Расхождения по вопросу противоракетной обороны поражают. Российский министр иностранных дел Сергей Лавров утверждает, что договор увязывает сокращение вооружений с ограничениями систем противоракетной обороны, и эта связь является юридически обязательной. По его словам, Россия может отказаться от соблюдения договора, если «количественное и качественное наращивание США своего стратегического противоракетного потенциала начнёт оказывать существенное влияние на эффективность стратегических ядерных сил России».
Госсекретарь Хиллари Родхэм Клинтон, напротив, настаивает, что договор «не предполагает ограничения наших возможностей развёртывания запланированных систем противоракетной обороны или традиционного наступательного оружия дальнего радиуса действия, сейчас или в будущем».
Однако в «информационном бюллетене», выпущенном через пару недель после заявления г-жи Клинтон, не чувствуется, чтобы Госдепартамент полностью разделял радикальную позицию своего секретаря. Договор «не препятствует Соединённым Штатам развёртывать наиболее эффективную возможную противоракетную оборону», - говорится в заявлении Госдепартамента.
Но между «отсутствием ограничений» и ограничениями, по словам администрации, лишь влияющими на эффективность, есть существенная разница. В действительности, заявление в информационном бюллетене государственного департамента подразумевает, что на противоракетную оборону США на самом деле могут быть наложены конкретные и практические ограничения, стоит России выдвинуть возражение, что американские системы ПРО каким-либо образом влияют на её силы.

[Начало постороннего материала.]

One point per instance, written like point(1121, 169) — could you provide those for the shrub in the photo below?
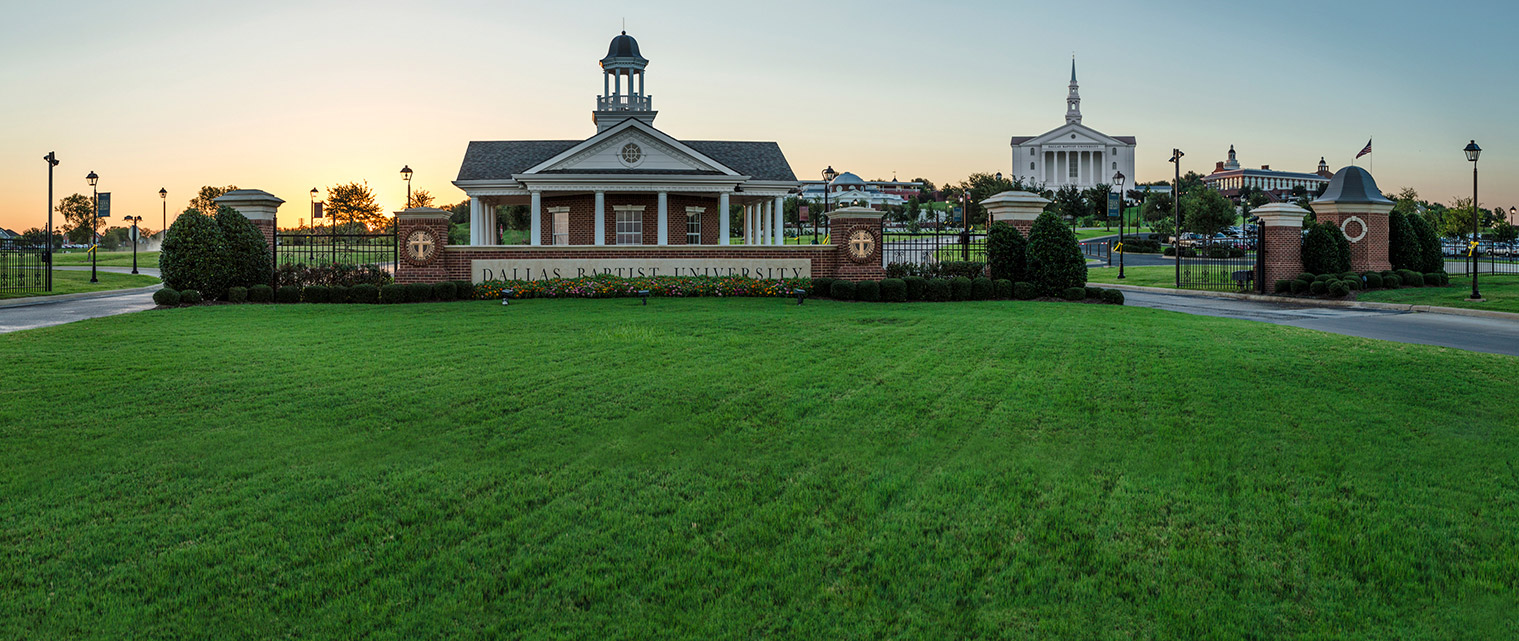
point(821, 287)
point(1053, 257)
point(915, 287)
point(936, 290)
point(1006, 252)
point(363, 293)
point(868, 290)
point(960, 289)
point(246, 249)
point(195, 255)
point(983, 289)
point(1004, 289)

Кроме того, по некоторым сообщениям, американские участники переговоров заявили российской стороне, что США не собирается устанавливать стратегические системы противоракетной обороны в Европе. Внести ясность в этот вопрос может только тщательное изучение материалов переговоров.
Г-жа Клинтон неточна, заявляя, что требование сената представить материалы переговоров для изучения является беспрецедентным. Демократы просили в прошлом показать им протоколы переговоров по Договору об ограничении развития систем стратегических наступательных вооружений (ABM), по договору о ядерном оружии средней и малой дальности (Intermediate Range Nuclear Arms Treaty). Сенатор Джон Керри (John Kerry) от штата Массачусетс уверяет, что никто не собирается возводить подобные требования в обычай, но было бы лучше, если бы сенат применял такой стандарт не только по запросу со стороны республиканцев.
Вопрос далеко выходит за чисто теоретические рамки. Когда администрация Рейгана уверяла, что тщательное чтение материалов переговоров по договору ABM способствовало более широкой интерпретации результатов испытаний, чем применялись до тех пор, члены Сената от демократов под руководством Сэма Нунна потребовали доступа ко всем материалам переговоров. Они надеялись, что обнаружат ошибки администрации. Но этого не произошло.
История показывает, как важно точно знать, что заявляет Россия, когда речь идёт о противоракетной обороне. Советский Союз придерживался более ограниченной интерпретации договора ABM, при том, что тайно нарушал этот договор. Сегодня Москва недвусмысленно дала понять, что считает, что новое соглашение СНВ на практике ограничивает нас в том, что мы можем сделать, чтобы защитить себя от баллистических ракет противника.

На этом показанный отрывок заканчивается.